When we get there, work is likely going to be vastly different for the next generation. While the cost of creating companies is already negligible for most businesses, the time required to finance, hire, and structure their operations is not. We have now a demonstration of how smart contracts can enable all this. As creating companies, and operating them becomes automated by secure computers, they might become much more ephemeral. You can create a decentralized autonomous organization for free in five minutes today. In the future, you might wake up in the morning, read a report of the income you derived from various previous ventures you were associated with and tailored options of where to now allocate your one true resource: time. This might not be for everyone, and where steady flows of work exist, steady streams of income will as well.

Technological revolutions have abstracted, and automated, the things we used to do before they came. We abstracted and automated the making of goods during the industrial revolution. Then, the digital revolution abstracted and automated the delivery of services. The current revolution is abstracting and automating the creation and operation of entities that produce goods and services. And instead of raising funds, these new entities can issue and distribute their own currencies, which become integral parts of their economic models.

Practically

As private computing is enabled by a new generation of computers, this will create the opportunity to rethink how personal data is managed. Imagine a future service like Apple Photos or Google Photos, but designed so that it does not need to own your data to process it. The future service will be able to recognize the faces of your friends on images, just like today, while you will retain ownership of your photos. And these types of applications of private computing are coming soon. Private data will not be owned by centralized services, like today by technical necessity and economic incentives, but by the end-user. And instead of files stored on your mobile phones, they will be stored on decentralized storage services, and processed by private computing services.
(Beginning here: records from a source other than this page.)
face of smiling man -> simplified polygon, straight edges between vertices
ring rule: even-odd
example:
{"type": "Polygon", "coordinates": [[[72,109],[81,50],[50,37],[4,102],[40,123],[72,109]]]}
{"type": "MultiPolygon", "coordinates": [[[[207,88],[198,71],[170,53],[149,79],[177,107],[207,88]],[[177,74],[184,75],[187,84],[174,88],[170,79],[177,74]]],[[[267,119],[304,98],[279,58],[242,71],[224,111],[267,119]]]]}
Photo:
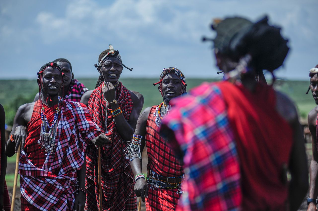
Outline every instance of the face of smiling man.
{"type": "Polygon", "coordinates": [[[50,96],[58,95],[63,80],[61,72],[56,67],[49,67],[42,74],[42,90],[50,96]]]}
{"type": "MultiPolygon", "coordinates": [[[[182,93],[182,85],[179,77],[173,73],[168,73],[162,78],[161,91],[165,104],[169,104],[170,100],[182,93]]],[[[159,87],[159,90],[160,86],[159,87]]]]}
{"type": "Polygon", "coordinates": [[[101,73],[105,81],[113,84],[119,79],[122,68],[121,62],[119,59],[116,57],[109,57],[103,62],[99,72],[101,73]]]}

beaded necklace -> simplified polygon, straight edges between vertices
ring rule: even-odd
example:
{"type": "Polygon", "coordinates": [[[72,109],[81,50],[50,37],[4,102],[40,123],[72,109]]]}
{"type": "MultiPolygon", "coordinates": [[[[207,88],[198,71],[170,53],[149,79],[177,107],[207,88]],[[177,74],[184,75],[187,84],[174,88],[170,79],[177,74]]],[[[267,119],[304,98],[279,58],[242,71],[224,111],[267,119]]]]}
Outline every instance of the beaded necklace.
{"type": "MultiPolygon", "coordinates": [[[[105,86],[106,86],[106,81],[105,81],[105,80],[104,81],[104,87],[105,87],[105,86]]],[[[114,87],[115,87],[115,90],[116,90],[117,89],[117,86],[118,86],[118,84],[119,84],[119,81],[117,80],[115,83],[114,83],[114,84],[113,84],[113,85],[114,86],[114,87]]],[[[104,98],[105,97],[105,96],[104,96],[104,98]]],[[[104,98],[104,99],[105,99],[105,101],[106,101],[106,104],[105,105],[105,112],[106,113],[106,119],[105,119],[105,129],[106,130],[106,131],[105,132],[106,133],[108,133],[108,129],[107,128],[107,126],[108,126],[107,124],[108,124],[108,105],[109,104],[109,103],[108,102],[108,101],[106,100],[106,98],[104,98]]]]}
{"type": "Polygon", "coordinates": [[[162,102],[156,108],[156,111],[154,112],[154,116],[156,117],[156,125],[157,127],[161,125],[161,120],[163,117],[169,113],[171,109],[171,106],[167,106],[162,102]]]}
{"type": "Polygon", "coordinates": [[[39,145],[42,146],[41,149],[43,149],[44,147],[45,148],[44,151],[46,153],[45,155],[54,154],[54,150],[55,147],[55,137],[56,137],[58,125],[57,123],[59,118],[59,113],[60,111],[59,108],[59,100],[58,106],[55,109],[53,122],[50,125],[46,118],[46,116],[44,113],[44,107],[42,106],[42,101],[41,102],[40,115],[42,122],[41,124],[40,139],[38,141],[38,144],[39,145]]]}

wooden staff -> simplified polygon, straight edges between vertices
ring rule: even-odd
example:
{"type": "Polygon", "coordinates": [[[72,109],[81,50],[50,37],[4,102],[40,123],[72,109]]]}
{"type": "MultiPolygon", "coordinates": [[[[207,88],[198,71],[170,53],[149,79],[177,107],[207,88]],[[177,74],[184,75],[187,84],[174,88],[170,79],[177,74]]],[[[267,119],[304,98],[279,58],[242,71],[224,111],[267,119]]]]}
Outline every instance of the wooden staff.
{"type": "Polygon", "coordinates": [[[138,204],[138,211],[140,211],[141,209],[141,196],[139,197],[139,202],[138,204]]]}
{"type": "Polygon", "coordinates": [[[99,190],[100,198],[100,211],[103,210],[103,190],[101,188],[101,165],[100,163],[100,147],[98,147],[98,159],[97,160],[97,164],[98,165],[98,189],[99,190]]]}
{"type": "Polygon", "coordinates": [[[12,193],[12,200],[11,201],[11,211],[14,209],[14,201],[16,199],[16,191],[17,190],[17,183],[18,181],[18,172],[19,169],[19,160],[20,159],[20,147],[21,143],[19,144],[18,150],[17,152],[17,159],[16,161],[16,172],[14,173],[14,182],[13,183],[13,192],[12,193]]]}

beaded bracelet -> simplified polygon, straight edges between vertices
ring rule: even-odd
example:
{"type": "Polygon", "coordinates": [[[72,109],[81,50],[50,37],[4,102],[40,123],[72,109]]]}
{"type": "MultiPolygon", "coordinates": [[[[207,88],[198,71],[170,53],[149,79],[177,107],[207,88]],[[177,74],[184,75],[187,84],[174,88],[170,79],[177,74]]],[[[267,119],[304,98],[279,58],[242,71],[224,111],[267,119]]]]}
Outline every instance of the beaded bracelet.
{"type": "Polygon", "coordinates": [[[145,179],[146,179],[146,177],[145,177],[145,175],[143,174],[139,174],[136,175],[135,176],[135,182],[137,182],[137,180],[141,178],[143,178],[145,179]]]}
{"type": "Polygon", "coordinates": [[[116,116],[118,116],[119,114],[121,114],[122,113],[122,112],[121,111],[121,109],[120,107],[119,107],[118,108],[115,109],[114,111],[112,111],[110,112],[113,114],[113,116],[114,117],[116,116]]]}
{"type": "Polygon", "coordinates": [[[84,193],[86,193],[86,190],[85,189],[85,188],[79,188],[77,189],[77,192],[78,193],[80,191],[81,191],[82,192],[84,192],[84,193]]]}
{"type": "Polygon", "coordinates": [[[14,141],[14,139],[13,139],[13,134],[11,134],[11,135],[10,136],[10,140],[11,141],[11,142],[13,142],[14,141]]]}

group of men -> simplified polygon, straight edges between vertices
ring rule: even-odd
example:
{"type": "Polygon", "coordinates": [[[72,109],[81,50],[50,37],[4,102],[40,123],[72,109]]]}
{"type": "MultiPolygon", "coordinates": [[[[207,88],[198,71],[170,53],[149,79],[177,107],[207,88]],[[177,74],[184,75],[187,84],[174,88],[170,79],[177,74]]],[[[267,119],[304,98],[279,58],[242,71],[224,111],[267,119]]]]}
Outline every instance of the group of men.
{"type": "MultiPolygon", "coordinates": [[[[147,210],[296,210],[308,186],[302,132],[291,101],[260,79],[263,69],[282,64],[287,41],[267,18],[228,18],[211,27],[226,80],[187,93],[183,74],[164,68],[154,84],[163,102],[142,112],[142,95],[119,80],[129,68],[110,45],[95,64],[93,90],[74,79],[65,59],[41,67],[39,93],[19,108],[5,146],[11,157],[21,144],[21,209],[136,210],[140,196],[147,210]]],[[[318,67],[311,70],[315,100],[317,74],[318,67]]],[[[317,111],[308,115],[311,210],[318,195],[317,111]]]]}

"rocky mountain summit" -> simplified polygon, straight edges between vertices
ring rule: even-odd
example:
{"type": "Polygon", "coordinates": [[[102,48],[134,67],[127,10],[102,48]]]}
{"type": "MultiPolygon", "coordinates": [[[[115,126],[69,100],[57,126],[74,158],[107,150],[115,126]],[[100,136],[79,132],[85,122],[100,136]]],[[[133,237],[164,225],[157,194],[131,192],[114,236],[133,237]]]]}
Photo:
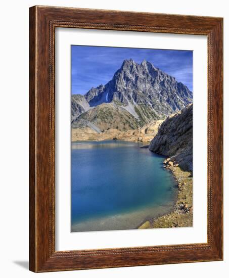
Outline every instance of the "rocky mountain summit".
{"type": "Polygon", "coordinates": [[[149,149],[169,157],[166,164],[193,170],[193,105],[168,117],[160,125],[149,149]]]}
{"type": "Polygon", "coordinates": [[[133,129],[165,119],[191,103],[192,98],[186,86],[149,62],[139,64],[125,60],[105,85],[84,96],[72,96],[72,127],[91,124],[101,130],[133,129]]]}

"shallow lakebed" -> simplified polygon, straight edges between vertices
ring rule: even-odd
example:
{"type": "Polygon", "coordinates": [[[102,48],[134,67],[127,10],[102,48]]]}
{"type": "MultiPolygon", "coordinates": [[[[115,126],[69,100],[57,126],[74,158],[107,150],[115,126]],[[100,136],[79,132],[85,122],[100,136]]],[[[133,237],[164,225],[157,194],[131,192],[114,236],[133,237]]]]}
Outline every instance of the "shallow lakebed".
{"type": "Polygon", "coordinates": [[[119,141],[72,142],[71,231],[132,229],[173,209],[164,157],[119,141]]]}

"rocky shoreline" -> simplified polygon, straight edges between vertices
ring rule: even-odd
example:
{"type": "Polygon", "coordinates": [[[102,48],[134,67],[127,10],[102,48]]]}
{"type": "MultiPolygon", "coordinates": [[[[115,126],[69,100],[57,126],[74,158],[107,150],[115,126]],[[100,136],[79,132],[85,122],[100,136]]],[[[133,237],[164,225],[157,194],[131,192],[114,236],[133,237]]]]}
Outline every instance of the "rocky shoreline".
{"type": "Polygon", "coordinates": [[[164,167],[170,171],[176,182],[178,191],[173,210],[169,214],[156,218],[149,218],[138,228],[171,228],[193,225],[192,173],[182,170],[177,163],[167,159],[164,167]]]}

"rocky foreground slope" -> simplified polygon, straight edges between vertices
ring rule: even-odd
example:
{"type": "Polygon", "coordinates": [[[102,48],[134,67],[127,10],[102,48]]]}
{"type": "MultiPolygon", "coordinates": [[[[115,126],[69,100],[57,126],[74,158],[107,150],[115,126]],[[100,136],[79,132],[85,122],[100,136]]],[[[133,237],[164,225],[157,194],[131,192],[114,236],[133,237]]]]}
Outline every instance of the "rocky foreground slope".
{"type": "Polygon", "coordinates": [[[109,128],[102,132],[96,130],[93,126],[73,128],[72,129],[72,141],[102,141],[117,140],[149,143],[157,134],[158,128],[163,121],[153,121],[142,127],[122,131],[116,128],[109,128]]]}
{"type": "Polygon", "coordinates": [[[161,124],[149,149],[169,157],[166,162],[171,166],[178,164],[185,171],[193,170],[192,105],[168,117],[161,124]]]}

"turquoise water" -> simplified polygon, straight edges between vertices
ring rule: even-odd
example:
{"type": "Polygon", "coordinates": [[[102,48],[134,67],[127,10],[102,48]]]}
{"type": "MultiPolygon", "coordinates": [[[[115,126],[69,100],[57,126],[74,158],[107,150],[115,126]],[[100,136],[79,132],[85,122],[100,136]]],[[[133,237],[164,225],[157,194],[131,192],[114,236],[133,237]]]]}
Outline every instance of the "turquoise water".
{"type": "Polygon", "coordinates": [[[141,146],[118,141],[72,143],[72,231],[135,228],[134,213],[171,209],[177,192],[173,177],[163,168],[165,158],[141,146]],[[122,223],[118,217],[109,223],[120,215],[122,223]]]}

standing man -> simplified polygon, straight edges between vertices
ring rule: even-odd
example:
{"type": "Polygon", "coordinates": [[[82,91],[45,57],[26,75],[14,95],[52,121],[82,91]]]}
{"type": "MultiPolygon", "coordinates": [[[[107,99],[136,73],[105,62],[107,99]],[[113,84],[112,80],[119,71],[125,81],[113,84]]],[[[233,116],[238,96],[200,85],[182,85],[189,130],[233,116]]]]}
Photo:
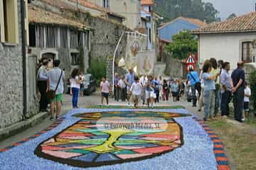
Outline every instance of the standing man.
{"type": "Polygon", "coordinates": [[[223,63],[223,68],[220,76],[220,84],[222,86],[221,91],[221,115],[227,118],[229,115],[228,103],[231,101],[231,84],[230,75],[228,72],[230,69],[230,64],[229,62],[223,63]]]}
{"type": "Polygon", "coordinates": [[[142,104],[145,104],[146,101],[146,87],[147,85],[147,81],[148,78],[146,76],[142,76],[142,77],[139,79],[139,83],[142,84],[142,104]]]}
{"type": "Polygon", "coordinates": [[[238,68],[231,74],[232,93],[234,95],[234,112],[235,119],[242,122],[242,110],[245,97],[245,71],[244,63],[238,63],[238,68]]]}
{"type": "Polygon", "coordinates": [[[55,106],[56,106],[57,113],[56,119],[58,118],[61,110],[61,101],[63,100],[63,93],[64,91],[63,82],[65,74],[58,67],[60,64],[59,60],[54,60],[53,68],[48,72],[48,79],[47,80],[47,90],[55,91],[55,96],[50,99],[50,120],[54,120],[55,106]]]}
{"type": "Polygon", "coordinates": [[[119,90],[117,86],[118,84],[118,81],[119,81],[119,76],[118,76],[118,74],[115,73],[114,74],[114,101],[119,101],[119,90]]]}
{"type": "Polygon", "coordinates": [[[48,103],[47,100],[47,95],[46,95],[46,89],[47,89],[47,71],[46,67],[48,64],[48,61],[44,60],[43,62],[43,65],[40,67],[38,75],[37,75],[37,80],[38,80],[38,86],[40,92],[40,111],[46,112],[47,111],[47,105],[48,103]]]}
{"type": "Polygon", "coordinates": [[[198,73],[196,71],[193,71],[192,68],[189,69],[189,72],[187,75],[187,84],[188,81],[191,83],[192,89],[193,107],[196,107],[197,99],[196,96],[196,90],[197,90],[199,93],[201,92],[201,84],[198,73]]]}
{"type": "Polygon", "coordinates": [[[131,98],[131,91],[130,89],[132,84],[134,82],[134,73],[132,68],[129,69],[129,73],[127,73],[125,76],[124,82],[127,85],[127,102],[128,105],[129,106],[130,98],[131,98]]]}
{"type": "Polygon", "coordinates": [[[124,76],[123,75],[121,76],[121,79],[118,81],[117,83],[118,88],[119,89],[121,100],[122,101],[125,101],[125,82],[124,82],[124,76]]]}
{"type": "Polygon", "coordinates": [[[157,76],[155,76],[154,80],[154,91],[156,94],[155,103],[159,103],[159,93],[160,93],[160,81],[157,79],[157,76]]]}

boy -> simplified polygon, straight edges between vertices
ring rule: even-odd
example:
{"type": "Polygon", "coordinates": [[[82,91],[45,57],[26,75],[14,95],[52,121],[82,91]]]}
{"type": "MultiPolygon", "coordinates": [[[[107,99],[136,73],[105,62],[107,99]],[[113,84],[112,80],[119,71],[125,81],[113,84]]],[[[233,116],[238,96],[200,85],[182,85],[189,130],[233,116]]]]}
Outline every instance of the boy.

How we think about our assets, and investment will change dramatically too. In a world where investment is automated, the cost of investing will tend to zero. And while the concept of a robo-advisor isn’t new, we still need to automate the ‘back-office’ of investment such as clearing, settlement, and custody. And with a cost of investing close to zero and a cost of trade close to zero, why would anyone want to keep money in fiat currencies? Payments will be quite different, as the buyer’s portfolio management software will likely not hold any cash but rather thousands of various financial instruments. These assets will be automatically selected, and just the right amount sold to receive local currency, transfer to the merchant, and the merchant himself will automatically invest this local currency into assets of their choosing. While government fiat currencies will likely continue to be used as a medium of exchange and unit of account, their utility as a store of value will continue to be challenged.And with secure computing enabling instant onboarding to services, there will be much less friction when moving from one goods and services provider to another. Are you fed up with Amazon after reading about how they mistreat their employees? If the effort of signing up for their competitor, entering all your details, and teaching your new online shopping service all your preferences to have meaningful recommendations seems insurmountable, consider the idea that this information will in the future belong to you, and you’ll be able to instantly sign-up to a competitor using your global identity. And the same would apply to financial services. Instead of the ‘Sign-up with Google’ and ‘Login with Facebook’ buttons that we see everywhere, you might be only using a self-sovereign identity that you issued yourself, or perhaps a digital identity given by your government, a ‘Login with my Passport’. Unhappy with the loan rates that your bank provides? Not a problem. Just link your assets, credit history, and identity to a new bank in a few seconds.